We now tend to think of truth as a matter of propositions. The word ‘truth’ in its origin indicates not a proposition, but a disposition. ‘True’ (cf German treu, faithful) is related to ‘trust,’ and is fundamentally a matter of what one believes to be the case. Truth and trust (belief) go together.
"What is truth", Pontius Pilate asked.
"Sanctify them through thy truth: thy word is truth." Just a few chapters earlier, John identified Jesus as the Logos of God, the Word of God. If the Word is truth, then the truth was standing in front of Pilate. Pilate couldn't see the truth because he lacked the proper disposition. For him, truth was a matter of facts and propositional logic. Truth was fixed and unchanging, something unknowable in this changeable world.
In Greek philosophy, Logos was divine reason, or the mind of God. The Logos is involved with the ordering of the world, with providing it with its form and meaning.

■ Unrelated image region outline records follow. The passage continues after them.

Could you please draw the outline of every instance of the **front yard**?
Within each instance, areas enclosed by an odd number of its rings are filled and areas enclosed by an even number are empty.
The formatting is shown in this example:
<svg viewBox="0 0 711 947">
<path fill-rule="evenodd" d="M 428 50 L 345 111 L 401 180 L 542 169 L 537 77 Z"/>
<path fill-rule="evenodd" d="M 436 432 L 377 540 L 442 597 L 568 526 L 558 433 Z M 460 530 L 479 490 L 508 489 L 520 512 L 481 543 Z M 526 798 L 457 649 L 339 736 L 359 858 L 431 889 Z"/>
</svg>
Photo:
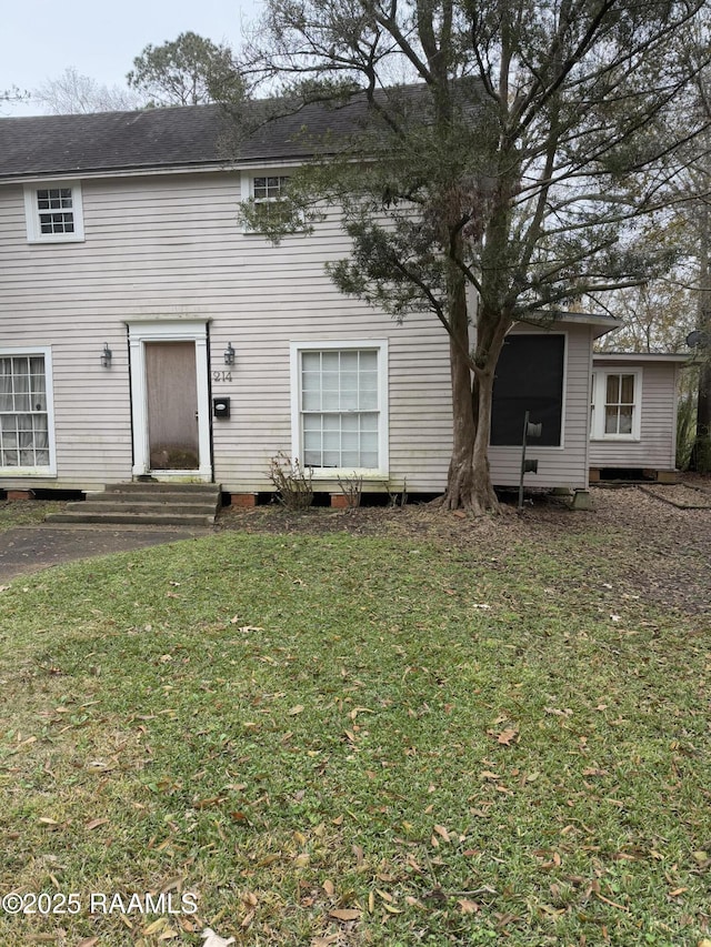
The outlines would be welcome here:
<svg viewBox="0 0 711 947">
<path fill-rule="evenodd" d="M 0 943 L 708 947 L 711 511 L 599 506 L 2 586 Z"/>
</svg>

The Jewish philosopher Philo of Alexandria wrote that the Logos was an intermediate divine being (a demiurge.) This split the difference between the God who single, whole (incapable of being described by attributes), entire, and incapable of change -- and the cosmos whose defining attribute is change.
If truth is a disposition rather than a proposition, and if God is the ultimate truth, what does this mean? Perhaps it means that our propositions about who God is and what God is like are wrong. We are using human language and concepts to describe the God who is beyond both language and thought.